More Demand than Supply of Jobs
Although the sector is predicted to grow exponentially moving forward; currently the jobs market is seeing a size-able demand for jobs vs. a lower supply. Cannabis Staffing Agencies are seeing an average of 200 job applicants for every 1 job on file.
As expected, the overall trend indicates that there are a larger number of people with no experience or specific skill- set who want jobs in the marijuana industry. Many of these individuals do not have industry experience and are willing to take lower-level jobs in order to break into the sector.
Legal Cannabis Helps Mainstream Jobs Market
The legal marijuana jobs market is also responsible for job increases in complimentary industries as well. One example is the number of dispensaries and grow houses being set up. Contractors for lighting, HVAC, extermination, electrical, as well specialized legal and accounting are all needed to set up these organizations.
Applicants are not what you think
Many cannabis employers are also surprised at the amount of applicants that are in fact non-stoners. Approximately 80 % of applicants state at time of application that they do not use cannabis. Many job-seekers actually see this industry for its future growth potential. Some predict it might be the largest industry in certain states as the industry matures.
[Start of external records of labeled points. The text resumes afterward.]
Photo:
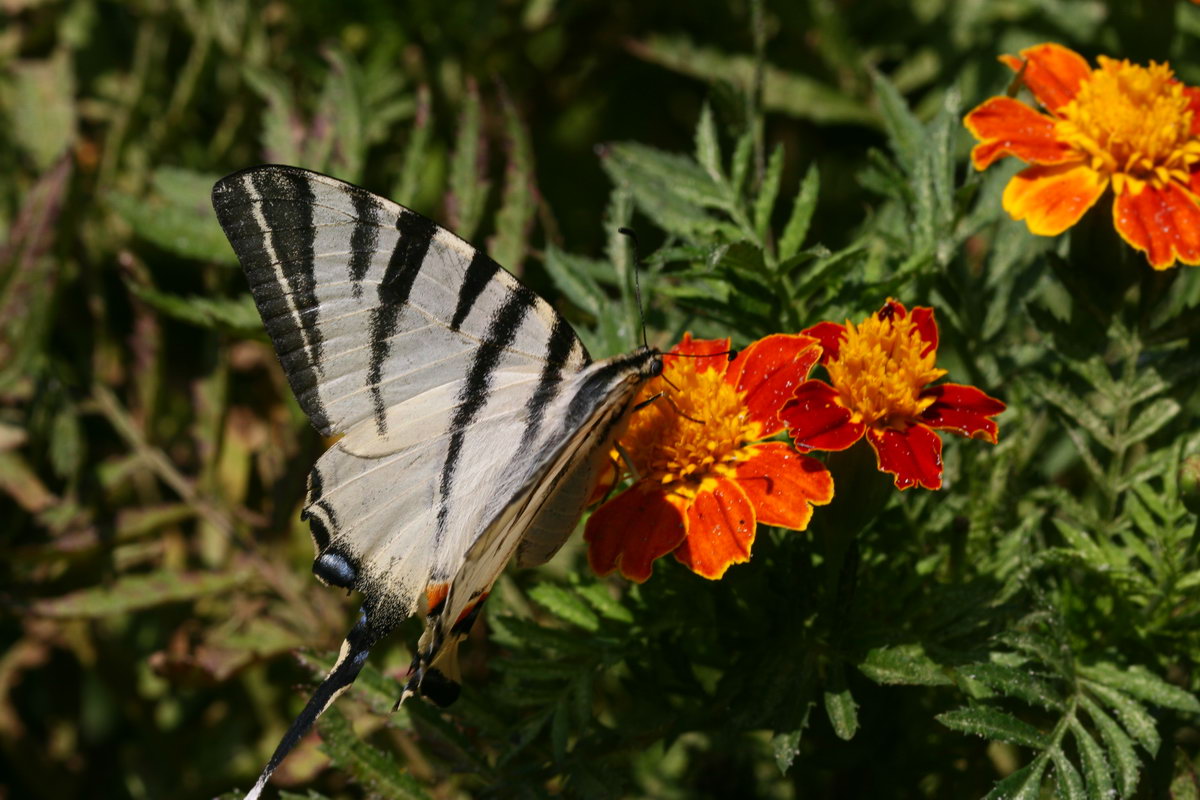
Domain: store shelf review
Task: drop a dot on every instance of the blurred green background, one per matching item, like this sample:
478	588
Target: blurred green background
155	575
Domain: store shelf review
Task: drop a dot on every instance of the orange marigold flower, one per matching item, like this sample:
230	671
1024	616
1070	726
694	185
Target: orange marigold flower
703	476
881	371
1122	125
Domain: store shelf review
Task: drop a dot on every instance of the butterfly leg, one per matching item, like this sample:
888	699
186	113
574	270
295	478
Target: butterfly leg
354	654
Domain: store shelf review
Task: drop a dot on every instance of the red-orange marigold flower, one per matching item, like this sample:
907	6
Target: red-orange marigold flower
1121	125
705	479
881	371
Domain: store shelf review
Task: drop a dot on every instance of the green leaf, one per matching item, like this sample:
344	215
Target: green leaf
783	91
373	769
1068	785
993	723
843	713
1120	746
708	148
905	132
1133	716
570	275
1096	765
905	665
1017	683
1144	685
468	169
237	314
767	194
519	200
1023	785
797	227
565	605
138	591
1151	419
41	107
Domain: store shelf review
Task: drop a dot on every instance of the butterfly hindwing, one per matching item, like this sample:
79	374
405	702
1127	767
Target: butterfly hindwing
473	417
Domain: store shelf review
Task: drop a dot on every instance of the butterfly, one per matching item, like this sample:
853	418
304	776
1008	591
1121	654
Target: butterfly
473	421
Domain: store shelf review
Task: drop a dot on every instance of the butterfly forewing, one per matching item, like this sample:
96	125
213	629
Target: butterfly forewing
473	417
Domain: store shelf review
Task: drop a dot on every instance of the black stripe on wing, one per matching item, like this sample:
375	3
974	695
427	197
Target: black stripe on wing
477	389
268	217
412	246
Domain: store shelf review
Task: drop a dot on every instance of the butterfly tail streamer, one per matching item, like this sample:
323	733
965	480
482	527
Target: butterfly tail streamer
354	654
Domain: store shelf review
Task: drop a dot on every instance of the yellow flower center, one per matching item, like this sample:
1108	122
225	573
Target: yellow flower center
880	370
679	452
1134	125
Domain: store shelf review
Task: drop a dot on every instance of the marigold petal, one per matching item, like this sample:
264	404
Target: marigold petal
720	530
634	529
963	409
1164	223
829	335
817	421
783	485
691	347
1009	127
1051	199
768	372
1053	72
913	455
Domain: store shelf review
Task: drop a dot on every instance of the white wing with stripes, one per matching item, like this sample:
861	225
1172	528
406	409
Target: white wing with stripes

Industry analysts also believe the cannabis industry is an excellent opportunity for young people without a college education to escape the clutches of minimum wage.*
Hiring Fundamentals in the Legal Cannabis Industry
Hiring Smart is what WeedHire is all about and the overall consensus among many employers within the sector is no different than any other industry. Although most established companies in the legal cannabis project continued growth, employers are being cautious about when and whom they hire. A higher level of expertise is more sought-after with a specialization in certain areas such as grow of the marijuana plant; these individuals are often called “Master Growers”.
What about Hemp
There are many wildcards to the legal marijuana job sector but one that is not often discussed is the emergence of industrial hemp. Hemp, if manufactured properly can compete with Cotton, Lumber and other associated industries. This could mean the emergence of a significant amount of jobs in production, warehousing and distribution as well as sales and administration. Actual towns that have struggled in recent years which were centered on manufacturing could be resurrected with the emergence of industrial hemp.
Conclusion & Outlook
While some analysts predict as many as 200,000 cannabis jobs to be created in 2015, WeedHire sees a steady increase in job opportunities. The pace of growth in opportunities for employment is dependent on factors such as upcoming elections and individual state commitment to the voter elected medical or reactional programs. Regardless, the legal cannabis sector will push forward and WeedHire is committed to being the gateway for interested job seekers and employer’s to connect and build this industry together.
In November 2014, Oregon and Alaska followed Washington and Colorado in legalizing recreational marijuana. While the newly elected rights of these residents to grow marijuana at home begin early on, the commercial market and regulatory system will not begin for one to two years. This will impact the speed of growth of jobs in manufacturing. We do anticipate however that ancillary jobs growth will begin to take shape in 2015. The city of Washington DC ‘s measure is still unclear as to how advancements will move forward.
In 2015, specifically in Colorado, we would expect to see increased jobs growth in edibles, product testing, and home-grow products and services. Washington, a state a bit slower to evolve due to continued challenges tied to the supply of the market and tax rates.
Each quarter, WeedHire will share ongoing data and trends in both jobs and career growth to provide insight to employers and employee candidates and help move the industry forward toward full legalization.